Thursday, July 26, 2007

The Death of Easy Money?


The United States is the ultimate consumer society. Consumer spending has driven that country's economy as it has no other and the fuel for it has been easy money, that is to say very low interest rates. As described in the Washington Post, the peril of an economy built on prolonged, low interest is what happens when that inevitably ends.

Easy credit has been the economy's lifeblood in recent years. It gave people who previously couldn't afford homes a crack at the American dream. It fueled multibillion-dollar takeovers of some of corporate America's biggest names. It buoyed the stock market and propped up the prices of many other assets.

But now, the investors who a few months ago were willing to lend money to Wall Street at low interest rates, on loose terms, are balking as they worry about having to pay the price for lax lending standards.
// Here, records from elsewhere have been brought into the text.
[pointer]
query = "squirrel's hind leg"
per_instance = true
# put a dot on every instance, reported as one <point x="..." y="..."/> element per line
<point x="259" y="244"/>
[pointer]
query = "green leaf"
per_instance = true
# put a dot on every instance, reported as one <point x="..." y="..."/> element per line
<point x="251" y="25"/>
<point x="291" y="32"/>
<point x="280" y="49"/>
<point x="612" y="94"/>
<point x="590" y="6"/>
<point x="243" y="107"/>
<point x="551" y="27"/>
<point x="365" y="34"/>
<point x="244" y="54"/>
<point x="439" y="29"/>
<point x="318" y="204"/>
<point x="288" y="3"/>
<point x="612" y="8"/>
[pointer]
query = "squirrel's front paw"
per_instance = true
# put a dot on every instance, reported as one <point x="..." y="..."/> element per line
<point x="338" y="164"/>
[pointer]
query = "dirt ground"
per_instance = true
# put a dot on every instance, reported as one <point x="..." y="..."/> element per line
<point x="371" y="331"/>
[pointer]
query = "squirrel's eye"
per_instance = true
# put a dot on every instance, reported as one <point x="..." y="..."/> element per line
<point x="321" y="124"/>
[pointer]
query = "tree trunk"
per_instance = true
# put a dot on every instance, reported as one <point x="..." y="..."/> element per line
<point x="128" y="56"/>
The trouble started in one of the shakiest sectors of finance, home mortgages for people with bad credit, but it is spreading. As easy credit dries up, some huge corporate deals are being delayed and could unravel.
The question now is how far will the pain spread, and how many people will get hurt as it does.

"When people get scared, they tighten up all over," said A. Gary Shilling, president of the investment firm that bears his name. He said he expects housing prices to fall significantly further. "This kills consumer spending," he said of the credit crunch. "We think we'll be in a recession as a result by the end of the year. And that will spread globally because U.S. consumers still are the buyers of first and last resort for the excess goods and services produced around the world."

At the moment opinion is sharply divided on how the US will ride out the storm. Some are hopeful it will turn out to be a passing squall that leads to sunny skies again this fall. Others believe a recession looms.